Cryptocurrency may not be quite mainstream yet, but a growing number of businesses are now accepting them as payments. The question is, should your small business do the same? The answer lies in your long-term business goals and future plans regarding that digital profit.
So how exactly do we define Bitcoin?
Bitcoin is a type of digital currency which is decentralized. But it’s more like stocks, so you can buy any goods or service using it but it can also lose or gain value over time.
Many businesses have turned to digital currency during the Covid-19 to store their money reserves, considering currencies such as Bitcoin as safer amid economic downfall. Bitcoin, and most other cryptocurrencies, is considered to free from inflation since there is a set supply of it and the government can’t change its value. However, its value is largely volatile, so relying on it is risky.
By far, Bitcoin is leading the chart as the most common cryptocurrency accepted by companies as payment, although Ether which is the second-largest digital currency, is gaining popularity quickly. For businesses with consumers all over the world, adopting Bitcoin has proved to be a way to avoid banks’ transaction fees and lengthy processing times, as well as the extra task of converting to a different currency.
If you want to start using Bitcoin, you should first get a bitcoin wallet, which lets you buy, store, and sell this digital currency. Bitcoin wallets include private keys which is a secret number that lets the owner access their cryptocurrency. You can also buy a “hardware wallet,” which needs you to either note down your keys or store them on a hard drive to avoid putting them online. Companies can also join any crypto exchange such as Coinbase or Lumi Wallet, which stores secret keys on a third-party server.

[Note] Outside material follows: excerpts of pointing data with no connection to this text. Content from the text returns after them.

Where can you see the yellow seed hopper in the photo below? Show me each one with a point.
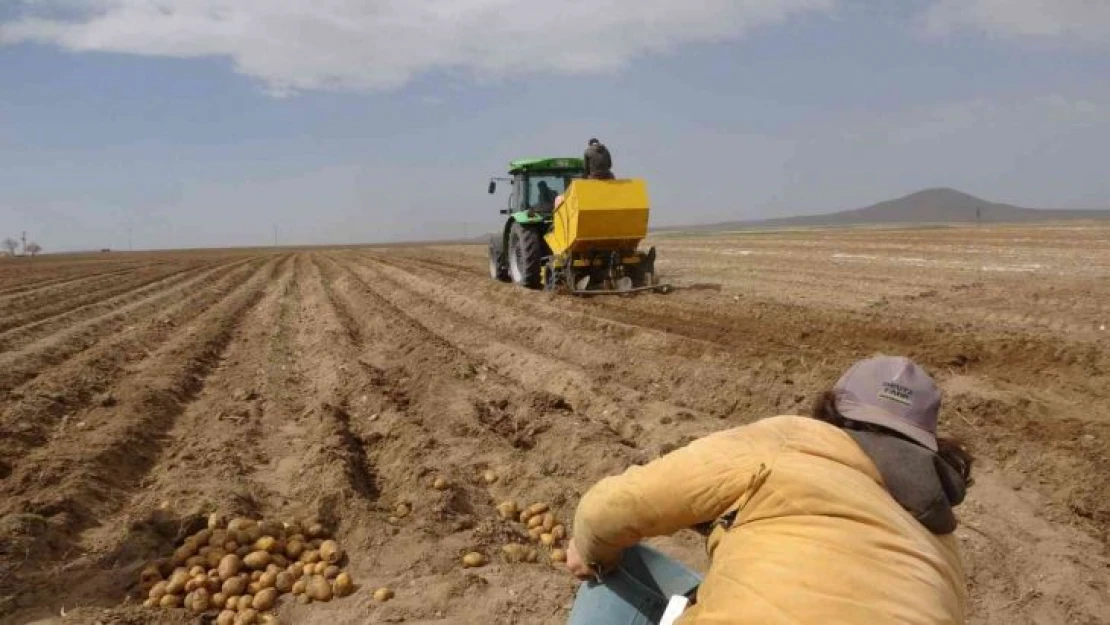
(596, 229)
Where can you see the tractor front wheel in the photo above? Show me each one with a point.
(497, 269)
(525, 255)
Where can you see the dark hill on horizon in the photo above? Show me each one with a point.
(930, 205)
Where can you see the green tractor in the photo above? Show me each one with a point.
(565, 233)
(517, 251)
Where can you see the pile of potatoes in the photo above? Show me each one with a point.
(243, 566)
(542, 527)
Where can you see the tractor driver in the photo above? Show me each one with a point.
(598, 161)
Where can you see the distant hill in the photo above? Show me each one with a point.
(931, 205)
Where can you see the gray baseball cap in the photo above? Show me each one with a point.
(892, 392)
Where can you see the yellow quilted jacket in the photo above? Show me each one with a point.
(817, 538)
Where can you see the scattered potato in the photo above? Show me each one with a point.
(330, 552)
(342, 586)
(158, 591)
(474, 560)
(256, 560)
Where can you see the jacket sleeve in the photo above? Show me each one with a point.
(690, 485)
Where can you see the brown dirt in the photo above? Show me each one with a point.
(141, 391)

If you’re an online trader who would like to get payment in Bitcoin, platforms such as Etsy and Shopify have partnered with companies such as Coinbase Commerce and Bitpay, which allow online shopping stores to receive Bitcoin. Companies can also sign up on Coinbase Commerce and other similar services directly. Such payment processors are free to sign up and allow sellers to directly accept bitcoin payments from clients anywhere in the world.
But small-business merchants should keep few things in mind before accepting crypto. Ali Hamam, vice president of Ontario-based restaurant chain Tahini’s Mediterranean Cuisine, transferred all of his business’s money reserves into crypto as inflation insurance last year. He says;
For us, there are a lot of cons with accepting Bitcoin payments right now. The many expenses restaurants have, including employee salaries, supplier fees, and rent, all need to be paid in traditional, non-digital money. And at least for now, there’s the issue of public awareness: Ninety-five percent of our customers haven’t even heard of Bitcoin.

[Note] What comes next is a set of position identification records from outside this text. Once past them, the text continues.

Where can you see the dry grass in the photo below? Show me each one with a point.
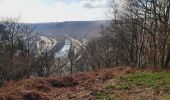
(80, 86)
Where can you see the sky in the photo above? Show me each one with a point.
(35, 11)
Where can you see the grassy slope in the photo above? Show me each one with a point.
(108, 84)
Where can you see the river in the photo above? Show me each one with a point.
(64, 50)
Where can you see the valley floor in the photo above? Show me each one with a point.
(108, 84)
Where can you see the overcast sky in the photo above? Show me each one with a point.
(54, 10)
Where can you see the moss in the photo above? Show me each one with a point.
(153, 80)
(105, 96)
(167, 97)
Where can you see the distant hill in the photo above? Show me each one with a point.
(81, 28)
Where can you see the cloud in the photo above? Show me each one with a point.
(53, 10)
(95, 4)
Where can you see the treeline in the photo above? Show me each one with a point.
(18, 51)
(137, 36)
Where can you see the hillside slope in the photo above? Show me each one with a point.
(89, 28)
(108, 84)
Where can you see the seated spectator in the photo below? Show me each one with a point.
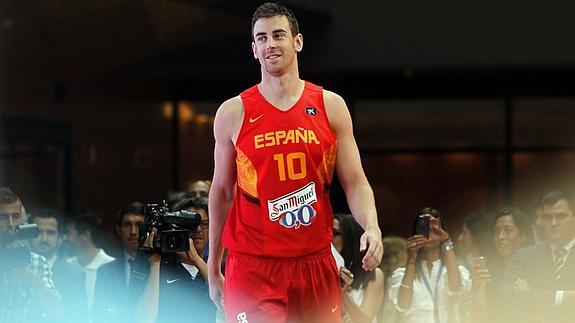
(432, 287)
(475, 239)
(362, 291)
(68, 279)
(26, 288)
(83, 231)
(117, 292)
(540, 285)
(176, 288)
(511, 230)
(395, 256)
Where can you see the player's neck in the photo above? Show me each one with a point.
(281, 91)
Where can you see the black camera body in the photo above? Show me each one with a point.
(421, 225)
(173, 228)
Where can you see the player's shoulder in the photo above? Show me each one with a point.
(231, 107)
(332, 99)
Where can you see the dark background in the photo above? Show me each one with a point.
(457, 105)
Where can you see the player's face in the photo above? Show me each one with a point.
(48, 239)
(274, 45)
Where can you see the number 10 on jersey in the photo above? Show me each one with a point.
(294, 163)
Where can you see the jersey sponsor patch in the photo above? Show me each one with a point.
(294, 209)
(310, 111)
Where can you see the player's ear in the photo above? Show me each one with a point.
(254, 50)
(299, 42)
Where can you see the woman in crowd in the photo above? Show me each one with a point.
(511, 231)
(395, 256)
(475, 239)
(362, 291)
(432, 287)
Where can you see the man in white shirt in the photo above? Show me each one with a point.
(116, 291)
(82, 231)
(68, 278)
(541, 281)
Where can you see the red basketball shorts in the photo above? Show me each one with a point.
(277, 290)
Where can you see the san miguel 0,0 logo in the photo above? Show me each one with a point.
(295, 208)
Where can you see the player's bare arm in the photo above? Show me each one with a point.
(358, 192)
(226, 127)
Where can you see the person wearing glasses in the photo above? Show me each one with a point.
(115, 286)
(177, 291)
(540, 284)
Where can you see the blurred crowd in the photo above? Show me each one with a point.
(507, 265)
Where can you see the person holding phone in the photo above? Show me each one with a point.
(431, 287)
(362, 291)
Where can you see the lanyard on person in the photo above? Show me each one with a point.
(434, 295)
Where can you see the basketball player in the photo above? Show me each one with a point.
(277, 145)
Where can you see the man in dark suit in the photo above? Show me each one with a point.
(117, 290)
(541, 282)
(68, 279)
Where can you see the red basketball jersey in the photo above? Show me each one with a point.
(285, 162)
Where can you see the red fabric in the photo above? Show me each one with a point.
(285, 162)
(282, 289)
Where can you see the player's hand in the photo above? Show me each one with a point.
(191, 256)
(371, 241)
(346, 278)
(216, 283)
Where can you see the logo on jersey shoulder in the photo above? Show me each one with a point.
(242, 317)
(252, 120)
(294, 209)
(311, 111)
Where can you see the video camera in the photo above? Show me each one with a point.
(173, 228)
(18, 255)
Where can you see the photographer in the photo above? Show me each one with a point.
(116, 290)
(176, 288)
(432, 287)
(27, 292)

Another big problem around accepting cryptocurrency is the tax implications. Businesses that take Bitcoin as payment or any other cryptocurrency must show it as total income based on its fair market value when it was received. To put it simply, each time you do a transaction using Bitcoin, you’re liable to pay capital gains tax.
As Accounting Today remarks:
Any business selling its Bitcoin needs to keep track of its value the day it was received and the day it was sold, and also factor in other variables that can adjust the total amount owed.
For small merchants doing many transactions per day, that can get very complicated. A general rule is that small companies should accept crypto only for big luxury shopping rather than smaller ones.